Rebekah Nolan is from Morrow Bay, Calif., (just north of Santa Barbara) and is Memorial’s first international student to receive the coveted internship with CBC Radio.
BA grad
A recent graduate with a bachelor of arts with a major in folklore and a minor in psychology, Ms. Nolan discovered Memorial after Googling universities offering an undergraduate degree in folklore.
“I loved the folklore department,” said Ms. Nolan, who first saw an advertisement for the Gzowski fellowship last year.
“I made great friends and learned amazing things about fairies and witches and cultures and everyday stories. It was perfect for me.”
With no formal journalism experience but with a love of interviewing developed through her folklore classes — “Sitting down with somebody and listening to their stories is my idea of heaven,” she says — Ms. Nolan set out to make herself as competitive as possible for the 2017 award.
Public radio intern
Back home in California during the summer of 2016, she volunteered as an intern for public radio station KCBX.
That stint led in turn to her ongoing role as a regular correspondent for the program Journeys of Discovery with Tom Wilmer. To date, she has filed several stories with Newfoundland and Labrador themes, including Fishing For Success in Petty Harbour, the St. John’s Haunted Hike and Bell Island.

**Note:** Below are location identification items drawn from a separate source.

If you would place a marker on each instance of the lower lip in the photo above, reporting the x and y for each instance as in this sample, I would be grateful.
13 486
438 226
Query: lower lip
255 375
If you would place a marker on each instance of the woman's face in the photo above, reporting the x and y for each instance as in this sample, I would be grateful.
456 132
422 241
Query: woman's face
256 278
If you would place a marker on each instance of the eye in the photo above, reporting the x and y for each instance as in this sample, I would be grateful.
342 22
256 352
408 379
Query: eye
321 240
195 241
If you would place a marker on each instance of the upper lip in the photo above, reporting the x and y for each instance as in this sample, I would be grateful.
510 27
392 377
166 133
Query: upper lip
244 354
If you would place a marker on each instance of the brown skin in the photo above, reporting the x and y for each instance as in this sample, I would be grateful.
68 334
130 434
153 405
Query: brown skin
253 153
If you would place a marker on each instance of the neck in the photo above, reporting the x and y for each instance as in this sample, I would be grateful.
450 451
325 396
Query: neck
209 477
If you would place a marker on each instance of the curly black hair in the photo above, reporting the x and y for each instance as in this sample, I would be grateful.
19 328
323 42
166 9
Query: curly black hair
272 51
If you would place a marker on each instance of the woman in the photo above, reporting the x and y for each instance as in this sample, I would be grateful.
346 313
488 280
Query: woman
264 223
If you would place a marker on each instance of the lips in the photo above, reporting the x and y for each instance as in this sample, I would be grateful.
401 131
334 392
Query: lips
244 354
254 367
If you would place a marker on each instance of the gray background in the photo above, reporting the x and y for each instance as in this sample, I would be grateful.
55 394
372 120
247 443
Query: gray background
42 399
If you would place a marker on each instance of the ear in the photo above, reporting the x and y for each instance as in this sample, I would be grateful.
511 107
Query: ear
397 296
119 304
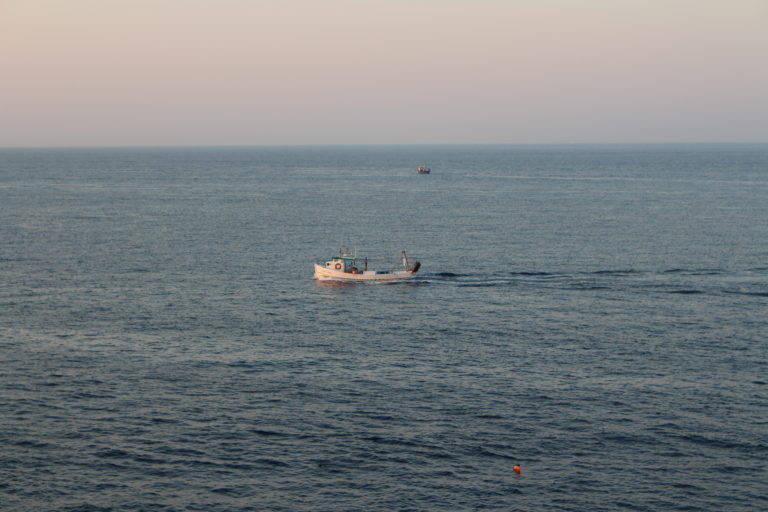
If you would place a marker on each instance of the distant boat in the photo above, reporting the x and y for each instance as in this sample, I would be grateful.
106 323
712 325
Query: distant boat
345 267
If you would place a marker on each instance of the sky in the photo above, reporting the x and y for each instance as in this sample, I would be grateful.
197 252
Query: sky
274 72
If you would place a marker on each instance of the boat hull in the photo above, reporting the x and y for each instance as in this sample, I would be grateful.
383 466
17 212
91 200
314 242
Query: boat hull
328 274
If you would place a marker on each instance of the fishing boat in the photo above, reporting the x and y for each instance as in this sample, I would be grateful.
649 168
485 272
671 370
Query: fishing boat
347 267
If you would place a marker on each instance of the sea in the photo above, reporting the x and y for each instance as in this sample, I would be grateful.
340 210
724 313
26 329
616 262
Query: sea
596 315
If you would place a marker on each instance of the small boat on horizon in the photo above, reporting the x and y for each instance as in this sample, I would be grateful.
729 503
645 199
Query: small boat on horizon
345 267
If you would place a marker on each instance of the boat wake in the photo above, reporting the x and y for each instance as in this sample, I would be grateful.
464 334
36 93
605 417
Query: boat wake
704 281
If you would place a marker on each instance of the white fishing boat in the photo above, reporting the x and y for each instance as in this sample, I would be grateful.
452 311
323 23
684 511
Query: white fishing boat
348 267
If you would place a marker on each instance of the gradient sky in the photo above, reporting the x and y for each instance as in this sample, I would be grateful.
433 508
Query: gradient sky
220 72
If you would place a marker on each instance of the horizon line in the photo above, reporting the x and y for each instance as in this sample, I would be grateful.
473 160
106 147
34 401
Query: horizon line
422 144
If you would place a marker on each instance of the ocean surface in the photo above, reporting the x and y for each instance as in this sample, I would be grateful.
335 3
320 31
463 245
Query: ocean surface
597 315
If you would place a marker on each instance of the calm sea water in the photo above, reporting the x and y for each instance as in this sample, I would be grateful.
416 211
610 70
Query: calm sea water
596 314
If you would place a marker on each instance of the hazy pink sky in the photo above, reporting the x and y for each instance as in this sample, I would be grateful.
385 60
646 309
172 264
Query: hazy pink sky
209 72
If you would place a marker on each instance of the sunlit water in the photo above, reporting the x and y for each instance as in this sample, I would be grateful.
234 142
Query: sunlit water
596 314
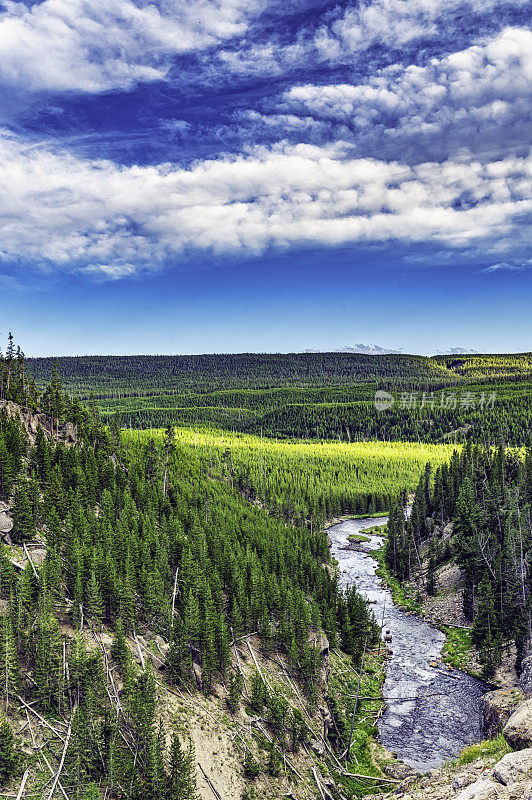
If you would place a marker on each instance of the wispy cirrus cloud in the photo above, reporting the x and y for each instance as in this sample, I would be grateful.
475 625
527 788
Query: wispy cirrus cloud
508 266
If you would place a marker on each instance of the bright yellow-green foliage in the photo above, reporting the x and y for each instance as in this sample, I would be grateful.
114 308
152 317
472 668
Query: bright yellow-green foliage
302 478
491 747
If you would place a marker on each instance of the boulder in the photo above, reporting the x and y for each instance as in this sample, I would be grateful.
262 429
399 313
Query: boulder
496 708
525 679
483 789
513 767
518 729
398 770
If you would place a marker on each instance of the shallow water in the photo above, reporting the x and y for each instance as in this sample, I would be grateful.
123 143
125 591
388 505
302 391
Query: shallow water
441 713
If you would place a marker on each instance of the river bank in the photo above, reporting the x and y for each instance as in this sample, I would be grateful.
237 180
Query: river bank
432 711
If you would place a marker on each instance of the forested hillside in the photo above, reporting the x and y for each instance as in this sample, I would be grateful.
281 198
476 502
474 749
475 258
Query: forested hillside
111 376
130 570
477 514
324 395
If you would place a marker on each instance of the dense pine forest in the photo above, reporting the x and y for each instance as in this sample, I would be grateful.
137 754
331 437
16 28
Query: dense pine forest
311 395
164 548
475 513
129 570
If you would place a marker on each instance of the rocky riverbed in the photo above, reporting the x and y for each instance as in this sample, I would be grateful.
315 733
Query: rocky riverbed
432 712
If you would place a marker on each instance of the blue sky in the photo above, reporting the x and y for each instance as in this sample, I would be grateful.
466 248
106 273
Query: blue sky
230 175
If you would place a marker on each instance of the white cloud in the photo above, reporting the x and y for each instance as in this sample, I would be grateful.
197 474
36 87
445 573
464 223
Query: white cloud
508 266
65 212
97 45
477 98
393 23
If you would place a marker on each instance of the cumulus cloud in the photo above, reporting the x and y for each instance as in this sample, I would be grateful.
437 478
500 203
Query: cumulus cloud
478 98
95 45
393 23
62 211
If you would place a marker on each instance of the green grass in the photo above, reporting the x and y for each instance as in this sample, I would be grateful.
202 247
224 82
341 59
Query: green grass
492 747
380 530
343 685
458 649
302 479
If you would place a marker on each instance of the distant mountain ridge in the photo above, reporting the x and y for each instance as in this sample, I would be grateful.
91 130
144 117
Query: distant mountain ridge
363 349
458 351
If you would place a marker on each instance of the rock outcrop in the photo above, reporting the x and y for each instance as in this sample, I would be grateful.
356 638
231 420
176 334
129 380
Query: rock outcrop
518 729
513 767
31 421
496 708
525 679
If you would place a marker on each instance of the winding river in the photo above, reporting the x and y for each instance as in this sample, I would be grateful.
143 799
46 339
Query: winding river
431 713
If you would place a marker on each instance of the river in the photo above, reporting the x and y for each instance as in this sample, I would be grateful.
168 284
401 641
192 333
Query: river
440 713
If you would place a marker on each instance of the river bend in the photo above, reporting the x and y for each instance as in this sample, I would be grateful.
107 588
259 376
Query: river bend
439 714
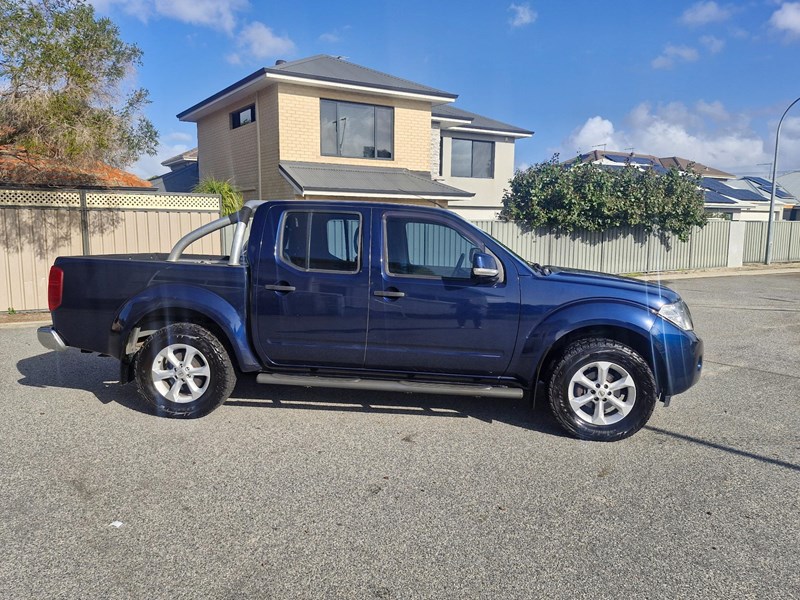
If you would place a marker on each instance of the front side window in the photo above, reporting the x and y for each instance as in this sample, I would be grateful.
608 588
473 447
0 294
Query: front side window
472 158
243 116
427 249
321 241
356 130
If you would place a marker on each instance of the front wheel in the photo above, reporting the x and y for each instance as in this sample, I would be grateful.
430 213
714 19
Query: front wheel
602 390
183 370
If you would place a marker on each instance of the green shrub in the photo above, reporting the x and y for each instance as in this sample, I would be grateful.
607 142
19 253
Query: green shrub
585 196
231 197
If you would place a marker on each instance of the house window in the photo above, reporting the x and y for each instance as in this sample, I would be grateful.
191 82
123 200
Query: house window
356 130
243 116
471 158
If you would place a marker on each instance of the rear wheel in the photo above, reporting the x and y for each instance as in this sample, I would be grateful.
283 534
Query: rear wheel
183 370
602 390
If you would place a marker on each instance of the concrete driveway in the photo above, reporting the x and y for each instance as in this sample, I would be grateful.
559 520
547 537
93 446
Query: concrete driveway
290 493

Ms. Nolan recently spent a week training at the CBC’s national broadcasting centre in Toronto, Ont., with the three other Gzowski interns (one each from Trent University, McGill University and Simon Fraser University).
Her biggest takeaway from the experience?
The collaborative work that goes into every radio show and that each story belongs to four or five people.
“I like that.”
“[Radio is] untameable and emotional in a way that no other broadcasting is.”
She was particularly inspired by CBC Metro Morning’s host Matt Galloway’s comments about radio and the art of storytelling.
“I think radio will always be relevant. It’s untameable and emotional in a way that no other broadcasting is. Done right, it’s like the host and guest are talking directly to you so there is no separation between you and the stories. I think that is really beautiful.”
Ms. Nolan will work full time at CBC in St. John’s over the summer.